The possibility of a Bank of England rate cut next week is highly likely as the UK economy saw a decline for the second consecutive month, according to experts.
Concerns over potential tax increases in the upcoming Budget by Chancellor Rachel Reeves led to a decrease in spending and overall economic output. Data from the Office for National Statistics confirmed a 0.1% contraction in the economy in October, contrary to the expected growth. This followed a similar contraction of 0.1% in September. The UK economy has remained stagnant or declining since June, with gross domestic product failing to show growth in the past four months.
Economists are increasingly convinced that the Bank of England will lower its base rate from the current 4% at the upcoming Monetary Policy Committee meeting next Thursday, especially in light of the latest economic data.
Neil Wilson, the UK investment strategist at Saxo Markets, stated that a rate cut next week is almost certain and predicted further cuts in 2026. Lindsay James, an investment strategist at asset manager Quilter, also indicated that a rate cut next week is becoming more probable.
Philip Shaw from Investec Economics forecasted that Bank of England Governor Andrew Bailey would switch his vote to support a base rate reduction at the forthcoming meeting, resulting in a narrow majority in favor of a cut.
TUC General Secretary Paul Nowak urged the Bank of England to acknowledge the impact of the living standards crisis on households and businesses, emphasizing the need for additional interest rate cuts next week.
Implications of a rate cut for borrowers:
A rate cut to an anticipated 3.75% would offer further advantages to mortgage and other borrowers.
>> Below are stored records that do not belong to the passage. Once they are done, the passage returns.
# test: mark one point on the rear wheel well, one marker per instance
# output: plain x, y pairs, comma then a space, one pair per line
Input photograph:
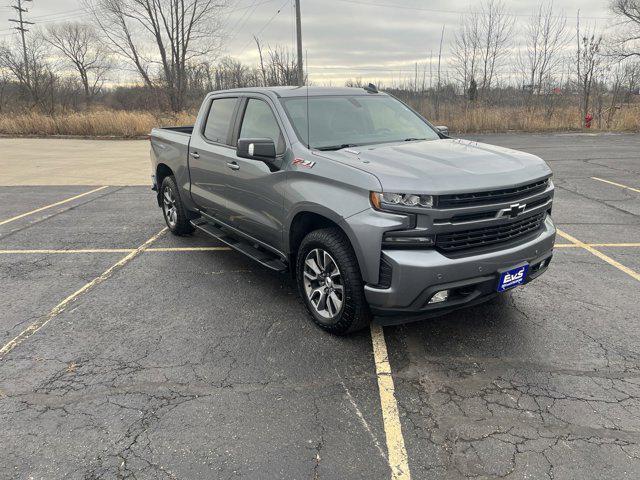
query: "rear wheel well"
301, 225
162, 172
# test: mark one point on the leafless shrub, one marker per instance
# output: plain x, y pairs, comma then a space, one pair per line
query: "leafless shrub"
180, 31
83, 51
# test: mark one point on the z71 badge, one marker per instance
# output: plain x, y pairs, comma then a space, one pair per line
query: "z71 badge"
299, 162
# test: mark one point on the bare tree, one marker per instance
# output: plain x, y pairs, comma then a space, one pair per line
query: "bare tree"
263, 70
81, 47
466, 48
589, 58
36, 83
482, 44
626, 43
546, 37
496, 28
180, 31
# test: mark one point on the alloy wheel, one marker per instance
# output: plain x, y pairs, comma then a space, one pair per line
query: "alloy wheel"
323, 284
169, 207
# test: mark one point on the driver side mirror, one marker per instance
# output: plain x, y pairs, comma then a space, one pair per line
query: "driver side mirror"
263, 149
443, 129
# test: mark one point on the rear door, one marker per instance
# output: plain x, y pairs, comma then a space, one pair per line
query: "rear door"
210, 153
255, 189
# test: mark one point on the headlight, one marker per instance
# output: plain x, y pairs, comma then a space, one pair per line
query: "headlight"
379, 200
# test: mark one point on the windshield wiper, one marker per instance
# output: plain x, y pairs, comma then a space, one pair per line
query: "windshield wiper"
337, 147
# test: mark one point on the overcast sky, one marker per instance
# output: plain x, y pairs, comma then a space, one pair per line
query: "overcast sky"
374, 39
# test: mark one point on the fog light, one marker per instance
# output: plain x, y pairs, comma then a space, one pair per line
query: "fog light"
415, 241
440, 296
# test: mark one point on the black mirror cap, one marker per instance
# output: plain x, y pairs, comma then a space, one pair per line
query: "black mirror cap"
256, 148
443, 129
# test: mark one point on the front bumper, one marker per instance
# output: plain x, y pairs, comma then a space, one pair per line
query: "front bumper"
418, 274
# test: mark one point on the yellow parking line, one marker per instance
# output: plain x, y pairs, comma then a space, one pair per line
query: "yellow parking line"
613, 244
190, 249
616, 184
85, 250
600, 255
397, 453
38, 324
116, 250
17, 217
574, 245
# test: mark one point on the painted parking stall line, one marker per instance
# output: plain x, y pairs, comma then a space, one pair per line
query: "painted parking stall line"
46, 207
600, 255
616, 184
396, 451
112, 250
40, 323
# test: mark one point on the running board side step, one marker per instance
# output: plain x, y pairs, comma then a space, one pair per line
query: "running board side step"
260, 255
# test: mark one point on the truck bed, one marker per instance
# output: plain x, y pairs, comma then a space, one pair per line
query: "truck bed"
170, 146
188, 129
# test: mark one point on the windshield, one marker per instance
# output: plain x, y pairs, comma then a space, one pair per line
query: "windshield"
343, 121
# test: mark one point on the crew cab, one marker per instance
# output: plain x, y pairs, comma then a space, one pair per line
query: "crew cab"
376, 213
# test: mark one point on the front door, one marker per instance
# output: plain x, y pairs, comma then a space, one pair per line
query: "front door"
210, 151
255, 197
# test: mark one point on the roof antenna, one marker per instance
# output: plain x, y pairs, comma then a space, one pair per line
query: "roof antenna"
371, 88
306, 81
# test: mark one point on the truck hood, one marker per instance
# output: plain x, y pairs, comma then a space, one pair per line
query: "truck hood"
443, 166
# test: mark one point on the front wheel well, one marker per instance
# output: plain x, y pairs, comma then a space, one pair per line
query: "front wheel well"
303, 224
162, 172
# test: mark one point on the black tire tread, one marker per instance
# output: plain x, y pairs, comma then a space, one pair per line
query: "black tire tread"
356, 314
183, 225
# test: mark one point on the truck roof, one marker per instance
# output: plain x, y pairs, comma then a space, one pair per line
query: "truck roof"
291, 91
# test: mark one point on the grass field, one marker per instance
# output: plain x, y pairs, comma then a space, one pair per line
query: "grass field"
123, 124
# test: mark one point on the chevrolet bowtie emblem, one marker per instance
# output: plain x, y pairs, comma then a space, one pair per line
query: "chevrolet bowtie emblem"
513, 211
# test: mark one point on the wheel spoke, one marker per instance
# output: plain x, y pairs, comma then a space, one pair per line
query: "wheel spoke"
322, 284
313, 265
319, 261
327, 262
310, 275
335, 301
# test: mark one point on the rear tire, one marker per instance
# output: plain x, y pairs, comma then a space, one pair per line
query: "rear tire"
330, 283
175, 215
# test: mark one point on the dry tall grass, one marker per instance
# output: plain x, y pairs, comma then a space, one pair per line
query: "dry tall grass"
99, 123
121, 124
504, 119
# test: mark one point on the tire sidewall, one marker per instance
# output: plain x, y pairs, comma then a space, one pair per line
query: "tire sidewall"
348, 312
182, 226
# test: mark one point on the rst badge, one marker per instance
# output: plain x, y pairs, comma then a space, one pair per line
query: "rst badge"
512, 278
299, 162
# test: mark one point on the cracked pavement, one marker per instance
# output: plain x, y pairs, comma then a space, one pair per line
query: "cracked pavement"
203, 364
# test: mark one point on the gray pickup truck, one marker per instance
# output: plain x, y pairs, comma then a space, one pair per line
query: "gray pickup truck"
376, 213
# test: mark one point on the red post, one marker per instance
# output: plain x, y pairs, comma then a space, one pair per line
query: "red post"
587, 120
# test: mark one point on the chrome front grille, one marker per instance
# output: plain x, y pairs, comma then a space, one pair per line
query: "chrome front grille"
493, 196
463, 240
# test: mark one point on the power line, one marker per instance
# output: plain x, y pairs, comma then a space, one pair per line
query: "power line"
265, 26
433, 10
22, 29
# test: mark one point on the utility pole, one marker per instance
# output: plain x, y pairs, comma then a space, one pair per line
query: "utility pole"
21, 28
299, 44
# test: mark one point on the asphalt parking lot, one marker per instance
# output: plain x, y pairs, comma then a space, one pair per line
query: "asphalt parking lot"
129, 353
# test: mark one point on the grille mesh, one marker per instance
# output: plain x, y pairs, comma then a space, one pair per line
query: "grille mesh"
494, 196
480, 237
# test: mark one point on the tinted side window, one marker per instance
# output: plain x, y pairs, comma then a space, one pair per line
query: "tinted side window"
219, 119
259, 122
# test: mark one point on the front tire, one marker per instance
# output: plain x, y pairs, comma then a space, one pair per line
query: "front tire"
175, 215
330, 283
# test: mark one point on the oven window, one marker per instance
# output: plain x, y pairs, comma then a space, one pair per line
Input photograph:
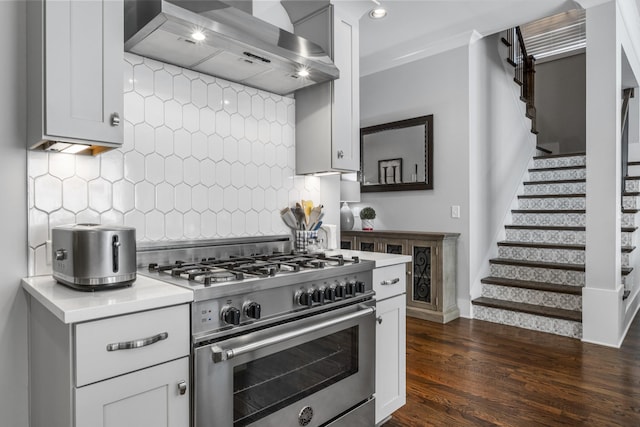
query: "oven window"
263, 386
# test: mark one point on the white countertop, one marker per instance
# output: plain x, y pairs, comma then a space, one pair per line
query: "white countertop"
71, 306
381, 259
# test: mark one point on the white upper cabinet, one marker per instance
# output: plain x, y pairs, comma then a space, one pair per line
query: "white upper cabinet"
327, 115
75, 59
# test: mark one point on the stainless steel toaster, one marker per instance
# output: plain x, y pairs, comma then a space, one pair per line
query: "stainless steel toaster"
93, 256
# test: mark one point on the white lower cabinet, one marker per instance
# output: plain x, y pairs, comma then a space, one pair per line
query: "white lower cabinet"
152, 397
389, 284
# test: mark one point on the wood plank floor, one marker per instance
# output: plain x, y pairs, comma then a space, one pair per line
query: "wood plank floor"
475, 373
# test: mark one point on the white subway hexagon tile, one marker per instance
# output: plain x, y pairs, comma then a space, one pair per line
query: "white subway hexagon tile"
214, 97
48, 193
199, 145
237, 175
173, 170
207, 172
230, 195
208, 224
164, 141
145, 196
198, 93
257, 199
238, 223
244, 199
182, 196
100, 195
182, 143
257, 107
207, 121
244, 104
133, 107
88, 216
134, 166
123, 196
136, 220
223, 223
143, 80
144, 138
251, 129
252, 223
200, 198
173, 114
154, 223
153, 111
251, 175
269, 109
174, 228
223, 123
216, 199
264, 176
191, 171
165, 200
190, 118
182, 89
223, 174
62, 165
38, 232
163, 84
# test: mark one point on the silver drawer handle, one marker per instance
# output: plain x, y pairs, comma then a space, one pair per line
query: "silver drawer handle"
137, 343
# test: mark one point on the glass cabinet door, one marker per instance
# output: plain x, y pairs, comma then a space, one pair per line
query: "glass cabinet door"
423, 275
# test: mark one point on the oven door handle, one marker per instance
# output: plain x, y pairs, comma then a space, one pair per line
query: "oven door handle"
220, 354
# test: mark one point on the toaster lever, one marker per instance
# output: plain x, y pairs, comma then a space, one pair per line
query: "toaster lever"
116, 256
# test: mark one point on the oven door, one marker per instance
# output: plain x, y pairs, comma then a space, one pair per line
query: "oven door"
306, 372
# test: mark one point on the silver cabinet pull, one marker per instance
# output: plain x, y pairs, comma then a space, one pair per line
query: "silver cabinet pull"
126, 345
115, 119
182, 387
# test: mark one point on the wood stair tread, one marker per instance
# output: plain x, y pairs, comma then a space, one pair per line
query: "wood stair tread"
557, 313
537, 264
528, 284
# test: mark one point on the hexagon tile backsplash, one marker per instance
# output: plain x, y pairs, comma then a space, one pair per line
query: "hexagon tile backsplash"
202, 158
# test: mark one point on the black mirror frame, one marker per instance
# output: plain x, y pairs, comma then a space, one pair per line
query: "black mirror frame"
405, 186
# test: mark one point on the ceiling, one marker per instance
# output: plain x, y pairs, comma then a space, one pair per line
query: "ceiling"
414, 29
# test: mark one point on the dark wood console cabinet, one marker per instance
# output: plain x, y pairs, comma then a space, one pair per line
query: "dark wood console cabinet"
431, 276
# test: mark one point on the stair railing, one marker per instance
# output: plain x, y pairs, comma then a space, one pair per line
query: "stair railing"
524, 72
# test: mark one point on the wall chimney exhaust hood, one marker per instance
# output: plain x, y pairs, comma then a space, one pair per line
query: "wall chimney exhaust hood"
214, 38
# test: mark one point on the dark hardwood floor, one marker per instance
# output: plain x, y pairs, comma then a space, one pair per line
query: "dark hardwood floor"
475, 373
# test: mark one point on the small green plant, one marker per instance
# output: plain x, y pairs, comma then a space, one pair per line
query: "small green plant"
367, 213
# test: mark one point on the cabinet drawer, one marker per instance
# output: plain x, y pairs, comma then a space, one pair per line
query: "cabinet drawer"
102, 347
389, 281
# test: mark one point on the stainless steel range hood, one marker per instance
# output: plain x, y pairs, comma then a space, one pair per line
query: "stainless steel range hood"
237, 46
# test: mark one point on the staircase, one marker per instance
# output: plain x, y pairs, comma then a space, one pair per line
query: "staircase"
536, 281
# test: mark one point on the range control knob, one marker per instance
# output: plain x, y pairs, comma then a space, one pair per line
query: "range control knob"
304, 298
230, 315
329, 294
252, 309
317, 296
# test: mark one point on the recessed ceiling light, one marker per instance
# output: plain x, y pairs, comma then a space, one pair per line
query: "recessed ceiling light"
198, 36
378, 13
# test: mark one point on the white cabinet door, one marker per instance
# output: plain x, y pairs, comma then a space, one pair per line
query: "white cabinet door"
84, 70
147, 398
390, 356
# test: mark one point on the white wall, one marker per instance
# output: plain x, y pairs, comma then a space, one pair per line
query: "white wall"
13, 216
436, 85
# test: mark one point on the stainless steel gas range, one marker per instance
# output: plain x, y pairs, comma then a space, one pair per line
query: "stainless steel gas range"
279, 338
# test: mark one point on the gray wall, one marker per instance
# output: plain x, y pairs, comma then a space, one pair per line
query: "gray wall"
13, 217
561, 103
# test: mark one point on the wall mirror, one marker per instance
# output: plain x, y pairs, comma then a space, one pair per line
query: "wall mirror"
397, 156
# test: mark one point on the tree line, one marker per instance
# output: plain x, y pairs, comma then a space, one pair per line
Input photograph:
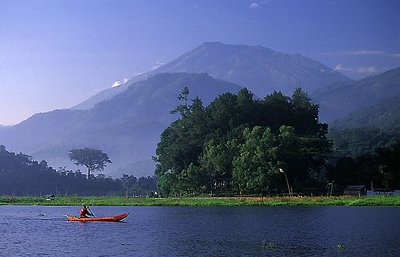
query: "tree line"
22, 176
242, 145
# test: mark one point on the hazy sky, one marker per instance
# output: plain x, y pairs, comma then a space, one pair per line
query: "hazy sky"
55, 54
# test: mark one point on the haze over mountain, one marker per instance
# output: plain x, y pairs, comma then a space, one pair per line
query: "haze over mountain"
258, 68
385, 115
342, 99
126, 122
127, 126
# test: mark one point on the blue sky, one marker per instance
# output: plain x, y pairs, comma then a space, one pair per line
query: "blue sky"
55, 54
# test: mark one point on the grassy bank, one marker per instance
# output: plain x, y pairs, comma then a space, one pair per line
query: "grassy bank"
378, 200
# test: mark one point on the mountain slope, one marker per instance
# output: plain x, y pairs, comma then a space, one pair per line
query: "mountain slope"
260, 69
385, 115
343, 98
127, 126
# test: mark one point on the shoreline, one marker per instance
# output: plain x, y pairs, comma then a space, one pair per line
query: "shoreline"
376, 200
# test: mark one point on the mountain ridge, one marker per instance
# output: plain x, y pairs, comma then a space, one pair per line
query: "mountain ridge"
260, 69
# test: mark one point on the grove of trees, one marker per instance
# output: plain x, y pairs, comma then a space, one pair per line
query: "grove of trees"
237, 144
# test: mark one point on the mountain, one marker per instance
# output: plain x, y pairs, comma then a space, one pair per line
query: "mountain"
384, 115
127, 126
341, 99
260, 69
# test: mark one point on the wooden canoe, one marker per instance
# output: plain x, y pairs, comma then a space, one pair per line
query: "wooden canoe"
108, 218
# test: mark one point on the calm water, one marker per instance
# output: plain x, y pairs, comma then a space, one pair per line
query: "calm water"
202, 231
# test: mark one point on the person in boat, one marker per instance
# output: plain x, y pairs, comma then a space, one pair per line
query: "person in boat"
85, 213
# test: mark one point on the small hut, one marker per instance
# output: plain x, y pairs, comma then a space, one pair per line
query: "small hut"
355, 190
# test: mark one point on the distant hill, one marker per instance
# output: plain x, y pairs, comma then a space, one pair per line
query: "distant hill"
127, 126
341, 99
385, 115
260, 69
Lenders have intensified a rate competition on new fixed-rate mortgage deals in anticipation of a rate reduction. Last Monday, NatWest and Barclays reduced the costs of fixed-rate mortgages for new customers, following over 20 lenders who had lowered rates the previous week.
Borrowers with variable rate mortgages, including those on standard variable rate (SVR) or discounted/tracker deals, would benefit from a rate cut next week, provided that the savings are passed on.
According to L&C Mortgages, a base rate cut to 3.75% could save the average borrower with an SVR and a £100,000 home loan £16 monthly on repayments, increasing to £24 for a £150,000 loan and £32 for a £200,000 loan balance.
While most new homebuyers opt for fixed-rate mortgages that do not directly track the base rate, the base rate influences swap rates that lenders use to determine costs.
Implications of a rate cut for savers:
Millions of savers have been advised to take action promptly amid concerns that some of the top deposit rates may be withdrawn.
Anna Bowes, a personal finance expert at The Private Office, recommended considering fixed-term accounts before potential rate cuts take effect, as the best buy savings rates are currently stable.
Kara Gammell, a personal finance expert at MoneySuperMarket, suggested that savers secure the best available rates promptly, as they are expected to decrease or be removed if a base rate cut is announced by the Bank of England.
It is also recommended to review ISA allowances and consider spreading funds across different account types for better financial management.